The great Sufi figure, Ibn Arabi:
“My heart is a pasture for gazelles and a monastery of Christian monks; a temple for idols and the Ka’bah of pilgrims; the Tables of the Law in the Torah and the Book of Qur’an. I follow the religion of Love, wherever Love takes me; there is my religion and my faith.”
Notto Thelle, a Norwegian theologian relates this encounter:
Zen Master: Why have you come here? You Christians also have meditation and prayer.
Thelle: “Yes we do, but I wanted to see what Buddhists had to teach us.”
Zen Master: “Why are you so keen to learn about Buddhism–or indeed about Christianity?”
Thelle sat in silence for a while.
Zen Master: “It is raining outside tonight.”
They sat in silence. The rain fell gently on the moss and herbs in the monastery garden. Then came THE question.
Zen Master: “Is it Buddhism or Chrisianity that is raining?”

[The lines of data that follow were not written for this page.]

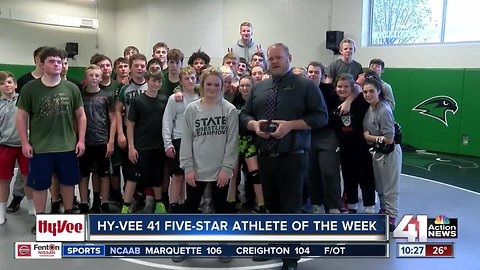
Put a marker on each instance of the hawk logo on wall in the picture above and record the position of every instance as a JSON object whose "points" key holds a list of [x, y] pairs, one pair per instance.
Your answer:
{"points": [[437, 108]]}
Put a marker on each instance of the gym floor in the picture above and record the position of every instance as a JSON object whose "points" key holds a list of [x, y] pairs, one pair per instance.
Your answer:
{"points": [[432, 184]]}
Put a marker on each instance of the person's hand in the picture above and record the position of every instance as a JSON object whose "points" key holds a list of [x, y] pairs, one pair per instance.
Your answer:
{"points": [[27, 150], [222, 178], [257, 130], [283, 129], [259, 48], [122, 141], [178, 96], [133, 155], [170, 152], [109, 150], [190, 178], [80, 148]]}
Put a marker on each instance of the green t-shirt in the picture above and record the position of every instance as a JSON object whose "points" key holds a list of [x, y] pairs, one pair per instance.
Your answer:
{"points": [[167, 86], [51, 115]]}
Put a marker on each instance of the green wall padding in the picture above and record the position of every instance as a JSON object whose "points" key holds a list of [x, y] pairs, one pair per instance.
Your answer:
{"points": [[413, 86]]}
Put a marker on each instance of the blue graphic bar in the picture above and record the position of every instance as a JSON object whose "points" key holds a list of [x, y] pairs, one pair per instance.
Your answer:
{"points": [[238, 228]]}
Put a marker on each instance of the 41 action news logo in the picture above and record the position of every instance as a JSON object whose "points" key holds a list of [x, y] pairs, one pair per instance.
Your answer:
{"points": [[422, 228]]}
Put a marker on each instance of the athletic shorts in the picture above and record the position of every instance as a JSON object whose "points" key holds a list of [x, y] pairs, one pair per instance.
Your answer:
{"points": [[174, 163], [149, 168], [8, 157], [95, 154], [43, 166], [247, 146]]}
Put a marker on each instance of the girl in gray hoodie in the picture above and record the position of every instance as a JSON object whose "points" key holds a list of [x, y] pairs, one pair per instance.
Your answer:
{"points": [[209, 144]]}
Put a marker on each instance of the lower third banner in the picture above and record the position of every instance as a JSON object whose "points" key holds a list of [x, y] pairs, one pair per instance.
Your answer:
{"points": [[233, 250]]}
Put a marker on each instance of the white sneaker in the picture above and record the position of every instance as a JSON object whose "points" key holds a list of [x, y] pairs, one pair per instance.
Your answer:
{"points": [[3, 212], [31, 208], [369, 209]]}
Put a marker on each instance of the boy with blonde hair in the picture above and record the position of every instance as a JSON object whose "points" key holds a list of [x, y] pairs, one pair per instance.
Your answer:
{"points": [[99, 137]]}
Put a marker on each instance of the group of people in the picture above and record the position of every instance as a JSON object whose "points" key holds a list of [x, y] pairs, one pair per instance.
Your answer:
{"points": [[180, 135]]}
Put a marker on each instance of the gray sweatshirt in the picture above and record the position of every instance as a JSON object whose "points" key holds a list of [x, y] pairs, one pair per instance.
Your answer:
{"points": [[209, 140], [173, 118], [8, 131]]}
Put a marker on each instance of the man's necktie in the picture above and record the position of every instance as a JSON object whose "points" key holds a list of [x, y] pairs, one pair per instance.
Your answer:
{"points": [[270, 110]]}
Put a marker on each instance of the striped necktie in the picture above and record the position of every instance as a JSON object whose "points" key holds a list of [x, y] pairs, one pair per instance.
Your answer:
{"points": [[271, 109]]}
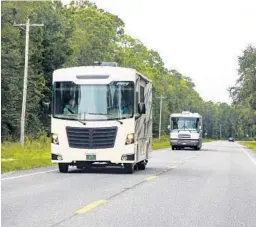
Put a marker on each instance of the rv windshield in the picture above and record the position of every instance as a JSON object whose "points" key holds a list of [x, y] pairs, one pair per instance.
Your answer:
{"points": [[184, 123], [93, 102]]}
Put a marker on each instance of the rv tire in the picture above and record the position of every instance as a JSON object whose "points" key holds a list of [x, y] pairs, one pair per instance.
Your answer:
{"points": [[141, 165], [129, 168], [63, 167]]}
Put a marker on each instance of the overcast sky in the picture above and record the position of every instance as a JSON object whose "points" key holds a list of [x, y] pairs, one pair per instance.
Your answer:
{"points": [[201, 38]]}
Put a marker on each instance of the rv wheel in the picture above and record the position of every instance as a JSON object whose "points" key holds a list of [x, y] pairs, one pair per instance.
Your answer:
{"points": [[129, 168], [142, 165], [63, 167]]}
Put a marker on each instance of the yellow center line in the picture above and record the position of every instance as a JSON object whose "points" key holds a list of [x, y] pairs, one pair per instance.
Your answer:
{"points": [[91, 206], [150, 178]]}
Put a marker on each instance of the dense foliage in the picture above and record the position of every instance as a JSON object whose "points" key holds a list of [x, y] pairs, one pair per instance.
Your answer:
{"points": [[80, 34]]}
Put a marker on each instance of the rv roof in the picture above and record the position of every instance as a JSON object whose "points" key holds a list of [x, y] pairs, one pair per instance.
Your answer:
{"points": [[97, 69], [185, 114]]}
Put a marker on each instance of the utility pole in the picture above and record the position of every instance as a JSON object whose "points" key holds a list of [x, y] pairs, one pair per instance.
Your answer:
{"points": [[220, 131], [160, 115], [23, 111]]}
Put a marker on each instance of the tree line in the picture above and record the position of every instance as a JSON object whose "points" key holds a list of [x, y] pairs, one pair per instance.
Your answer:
{"points": [[81, 33]]}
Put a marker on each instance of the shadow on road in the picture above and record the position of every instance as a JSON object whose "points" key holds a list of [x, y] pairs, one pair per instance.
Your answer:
{"points": [[116, 170]]}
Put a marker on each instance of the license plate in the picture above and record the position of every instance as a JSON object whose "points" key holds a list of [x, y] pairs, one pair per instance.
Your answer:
{"points": [[91, 157]]}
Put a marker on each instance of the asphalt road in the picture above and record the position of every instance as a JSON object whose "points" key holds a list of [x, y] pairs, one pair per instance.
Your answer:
{"points": [[212, 187]]}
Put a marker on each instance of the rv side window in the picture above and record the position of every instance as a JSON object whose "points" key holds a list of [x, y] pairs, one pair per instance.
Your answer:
{"points": [[136, 102], [141, 94]]}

“All your theoretical thoughts about Buddhism and Christianity are separating you from the simple and fundamental matter.”
Self-styled atheist: “Jesus is a lot like Elvis to me. I love the guy. It’s his fan clubs that freak me out.”
Same atheist: “I wish all those suburban Christians would spend less energy in worshipping Jesus as God and more on living like Jesus.”
Bastami, an Iranian Sufi: “The thickest veils between the human being and God are the wise man’s wisdom, the worshipper’s worship, and the devotion of the devout.”
The Jesuit Desideri came to Lhasa in Tibet in 1716, one of the earliest Europeans to have reached Lhasa, He was granted permission to preach. Many came to talk with him because they were interested in what he had to say. Meanwhile, at almost the same time, Protestant Hugenots were driven from France by the Catholics and their books were burned.
Abraham Maslow:
“When the only tool you have is a hammer, every problem looks like a nail.”
Exactly who are you? What is the self? What is your identity? These three are really only one question which every spiritual tradition puts at the center of what it proposes. Society answers this question also: it gives you a number(actually many numbers); it points at you with a certain name and a certain description; it invites you to be unique through its various accouterments; it urges you to promote yourself through a resume; it holds up a mirror of pop culture for you to look at yourself and hopefully to gain approval; etc. etc.
Now the various spiritual traditions deal with the “problem of the self” in different ways and the language can seem non-comparable, as if they were actually speaking of different things. But there is an underlying commonality that needs to be pondered a bit–we certainly don’t want to be simplistic and say that all traditions are saying the same thing, but if we work at it we might discover some important points of this commonality.
There is a fancy, slick magazine with an ad that says: BE SOMEBODY .
Exactly what else can you be? And why do you need their product for that? But of course they are pointing at a false self, a construct of the ego that continually needs this or that product to prop it up. Advertising, marketing, capitalism as a whole is based on a false self and on keeping you focused on that false self.
John Daido Loori, an American Zen teacher: “So, what is the self? What is it that sits here? What is it that thinks and feels? What we usually call the ‘self’ is this bag of skin; we consider everything inside the bag of skin to be ‘me’ and everything outside of it to be the rest of the universe. When we separate ouselves from the rest of the universe, then, obviously, everything we need is out there, outside our self. And so, the consequences of the illusion of self are desire, thirst, craving, need–which in turn form the roots of suffering.”
The great Japanese Zen Master, Dogen: “The way of the Buddha is to know yourself, to know yourself is to forget yourself, to forget yourself is to be enlightened by all things.”
This is the Buddhist program in a nutshell. Of course each phrase of this statement needs a whole essay, but D.T. Suzuki has already written them!
This statement is an invitation to a sense of identity that is unbounded. And it is an invitation to live in the phenomenal world being aware of its incredible richness, beauty and mystery–because it no longer is mere material for your ego self to manipulate or exploit or possess.
The poet Robert Bly:
“The question is: Who is this whiny one inside us who wants to be happy all the time? In the Muslim tradition, that whiny one is called the nafs, which is the greedy soul. You can also call it the insatiable soul, the rapacious soul. That’s who’s running the war in Iraq right now, for example. The Sufis say the nafs is part of our ancient animal soul, which is determined to have food, power and sexuality and to stay alive, even to the detriment of those closest to us. So our spiritual life is a constant battle between the part of the soul that loves others and the part of the soul that will gladly eat them up in a moment.”
Sufis: When we reach perfect servanthood, it is God himself who says “I.”